Ik kan op dit moment niet zeggen welke controleplannen de inspectie heeft. Ik vertrouw er ten volle op dat de inspectie ervoor zal zorgen dat zij er op de een of andere manier achter komt. Wij moeten ons wel realiseren wie daar aan boord is en wie dat eventueel zou willen doen. Dat is in de eerste plaats de abortusarts dokter Gomperts. Zij weet beter dan wie ook dat, wanneer zij dat zonder vergunning zou doen, het helemaal afgelopen is met haar activiteiten op dit gebied. Ik heb begrepen dat zij van plan is om na Ierland naar ontwikkelingslanden te gaan. Het schiet natuurlijk niet op wanneer je jezelf de gevangenis indraait.
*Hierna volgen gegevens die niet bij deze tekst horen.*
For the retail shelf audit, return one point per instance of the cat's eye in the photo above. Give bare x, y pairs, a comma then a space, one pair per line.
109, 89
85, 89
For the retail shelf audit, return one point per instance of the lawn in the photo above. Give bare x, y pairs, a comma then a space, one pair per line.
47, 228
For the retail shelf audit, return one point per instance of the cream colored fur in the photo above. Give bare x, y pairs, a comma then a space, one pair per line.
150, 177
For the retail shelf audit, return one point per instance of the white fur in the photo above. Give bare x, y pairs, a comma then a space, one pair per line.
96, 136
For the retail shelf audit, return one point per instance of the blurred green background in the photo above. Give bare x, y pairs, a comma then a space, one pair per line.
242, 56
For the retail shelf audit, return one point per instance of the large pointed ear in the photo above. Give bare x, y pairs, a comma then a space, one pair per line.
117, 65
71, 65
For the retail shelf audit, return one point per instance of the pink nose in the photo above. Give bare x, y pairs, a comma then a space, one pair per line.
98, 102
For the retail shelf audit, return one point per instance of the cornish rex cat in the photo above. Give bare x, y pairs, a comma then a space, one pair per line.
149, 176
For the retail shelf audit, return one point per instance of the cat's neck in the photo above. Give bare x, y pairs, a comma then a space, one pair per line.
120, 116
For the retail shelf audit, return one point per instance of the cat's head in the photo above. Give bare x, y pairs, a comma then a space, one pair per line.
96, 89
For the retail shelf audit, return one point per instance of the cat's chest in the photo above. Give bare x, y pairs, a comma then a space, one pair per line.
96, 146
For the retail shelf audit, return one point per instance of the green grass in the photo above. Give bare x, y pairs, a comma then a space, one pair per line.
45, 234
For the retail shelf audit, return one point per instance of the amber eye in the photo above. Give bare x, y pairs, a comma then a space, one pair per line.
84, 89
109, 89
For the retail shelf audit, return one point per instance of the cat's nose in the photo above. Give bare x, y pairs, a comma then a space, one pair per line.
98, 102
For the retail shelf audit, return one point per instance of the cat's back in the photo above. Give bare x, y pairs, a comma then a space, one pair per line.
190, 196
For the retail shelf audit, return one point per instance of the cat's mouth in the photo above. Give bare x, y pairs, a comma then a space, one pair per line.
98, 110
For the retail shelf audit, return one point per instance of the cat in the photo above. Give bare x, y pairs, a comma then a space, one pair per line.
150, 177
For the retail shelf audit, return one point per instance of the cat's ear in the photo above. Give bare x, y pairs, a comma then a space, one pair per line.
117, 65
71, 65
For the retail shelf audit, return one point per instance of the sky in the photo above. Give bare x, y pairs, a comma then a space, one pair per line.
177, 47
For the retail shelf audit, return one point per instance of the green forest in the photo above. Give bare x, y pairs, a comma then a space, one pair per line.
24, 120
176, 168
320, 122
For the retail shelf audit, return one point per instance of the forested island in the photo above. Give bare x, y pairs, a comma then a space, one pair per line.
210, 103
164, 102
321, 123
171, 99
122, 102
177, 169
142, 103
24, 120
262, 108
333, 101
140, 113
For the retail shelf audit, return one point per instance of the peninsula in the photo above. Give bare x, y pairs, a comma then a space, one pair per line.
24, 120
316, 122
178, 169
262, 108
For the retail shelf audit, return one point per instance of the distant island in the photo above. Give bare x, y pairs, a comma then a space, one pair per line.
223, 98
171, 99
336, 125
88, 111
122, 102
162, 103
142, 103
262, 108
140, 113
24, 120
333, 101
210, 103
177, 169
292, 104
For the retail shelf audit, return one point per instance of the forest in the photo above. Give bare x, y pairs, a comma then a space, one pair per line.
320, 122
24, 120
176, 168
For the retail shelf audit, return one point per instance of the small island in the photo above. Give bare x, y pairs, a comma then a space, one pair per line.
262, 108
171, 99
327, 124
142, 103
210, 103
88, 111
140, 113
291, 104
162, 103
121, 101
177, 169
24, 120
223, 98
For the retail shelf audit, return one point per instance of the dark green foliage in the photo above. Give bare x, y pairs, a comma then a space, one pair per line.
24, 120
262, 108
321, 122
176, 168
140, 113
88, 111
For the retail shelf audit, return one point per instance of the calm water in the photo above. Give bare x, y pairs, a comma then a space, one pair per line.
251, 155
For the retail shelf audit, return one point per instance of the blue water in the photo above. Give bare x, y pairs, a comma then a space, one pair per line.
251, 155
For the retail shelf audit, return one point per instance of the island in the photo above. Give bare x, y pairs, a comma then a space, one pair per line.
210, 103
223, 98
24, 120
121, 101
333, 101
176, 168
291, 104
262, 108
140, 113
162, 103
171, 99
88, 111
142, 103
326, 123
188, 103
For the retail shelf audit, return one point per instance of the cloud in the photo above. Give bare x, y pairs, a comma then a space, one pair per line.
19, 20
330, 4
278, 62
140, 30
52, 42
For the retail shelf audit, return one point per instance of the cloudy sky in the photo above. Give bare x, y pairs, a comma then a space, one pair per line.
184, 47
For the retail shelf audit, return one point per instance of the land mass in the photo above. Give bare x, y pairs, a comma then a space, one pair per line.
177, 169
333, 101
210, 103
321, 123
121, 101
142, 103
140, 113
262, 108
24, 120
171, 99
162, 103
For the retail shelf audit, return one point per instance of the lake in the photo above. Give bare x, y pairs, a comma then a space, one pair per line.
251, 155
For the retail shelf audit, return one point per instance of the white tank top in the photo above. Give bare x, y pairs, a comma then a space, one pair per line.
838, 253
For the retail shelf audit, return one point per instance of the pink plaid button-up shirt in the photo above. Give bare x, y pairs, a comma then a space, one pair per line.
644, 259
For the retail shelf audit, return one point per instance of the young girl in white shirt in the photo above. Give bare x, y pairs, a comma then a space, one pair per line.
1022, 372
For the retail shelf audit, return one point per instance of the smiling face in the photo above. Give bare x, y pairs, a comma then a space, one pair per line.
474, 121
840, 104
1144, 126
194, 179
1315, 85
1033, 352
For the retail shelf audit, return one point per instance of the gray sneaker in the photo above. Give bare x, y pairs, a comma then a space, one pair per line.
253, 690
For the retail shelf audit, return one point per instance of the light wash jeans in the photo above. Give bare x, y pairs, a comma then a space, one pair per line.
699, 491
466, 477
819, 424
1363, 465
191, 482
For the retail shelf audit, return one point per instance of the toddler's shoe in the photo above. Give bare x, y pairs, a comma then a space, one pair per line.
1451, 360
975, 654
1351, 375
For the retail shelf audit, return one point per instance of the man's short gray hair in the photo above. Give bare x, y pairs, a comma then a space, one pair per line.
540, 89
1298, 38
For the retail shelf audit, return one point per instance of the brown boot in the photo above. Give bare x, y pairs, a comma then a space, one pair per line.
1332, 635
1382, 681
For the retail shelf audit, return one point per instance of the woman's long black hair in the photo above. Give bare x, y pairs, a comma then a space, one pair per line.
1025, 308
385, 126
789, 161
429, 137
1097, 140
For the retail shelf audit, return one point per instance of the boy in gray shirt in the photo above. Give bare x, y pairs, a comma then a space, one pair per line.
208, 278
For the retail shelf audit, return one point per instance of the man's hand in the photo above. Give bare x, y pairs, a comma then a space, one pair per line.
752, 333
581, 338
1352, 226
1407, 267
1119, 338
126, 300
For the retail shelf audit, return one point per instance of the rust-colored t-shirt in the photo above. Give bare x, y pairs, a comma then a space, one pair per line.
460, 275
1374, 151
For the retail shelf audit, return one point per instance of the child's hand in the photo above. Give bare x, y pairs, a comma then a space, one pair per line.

Zij is op het ministerie geweest en heeft met mijn ambtenaren gesproken. Zij is er zeer van overtuigd geraakt dat het plegen van een strafbaar feit daadwerkelijk zal worden gevolgd door de daarbijbehorende straffen.

Overigens zijn de dames aan boord daar op uitnodiging van Ierse vrouwen van een beweging of actiegroep die vecht voor een betere abortusregeling in Ierland. Zij hebben dokter Gomperts en de haren verzocht naar Ierland te komen om hun wensen te ondersteunen.

Mevrouw Ross-van Dorp (CDA):

De container op de abortusboot is echt ingericht op het uitvoeren van abortussen. Wij hebben dat op televisie kunnen zien. Zij zijn vertrokken met het oogmerk abortussen uit te voeren. Ik heb al eerder gevraagd of u die abortuscontainer ziet als een kliniek, als er überhaupt een vergunning kan worden verleend op grond van de Wet afbreking zwangerschap? Kan dat worden gecontroleerd? Dat moet de inspectie doen, die onder uw verantwoordelijkheid valt. Heeft u de inspectie opdracht gegeven om te kijken of dat volgens Nederlandse wet- en regelgeving gebeurt?

Minister Borst-Eilers:

Uiteraard heb ik die opdracht gegeven. Er is afgesproken dat de inspectie na terugkomst van de boot uit Ierland dat onderzoek kan uitvoeren.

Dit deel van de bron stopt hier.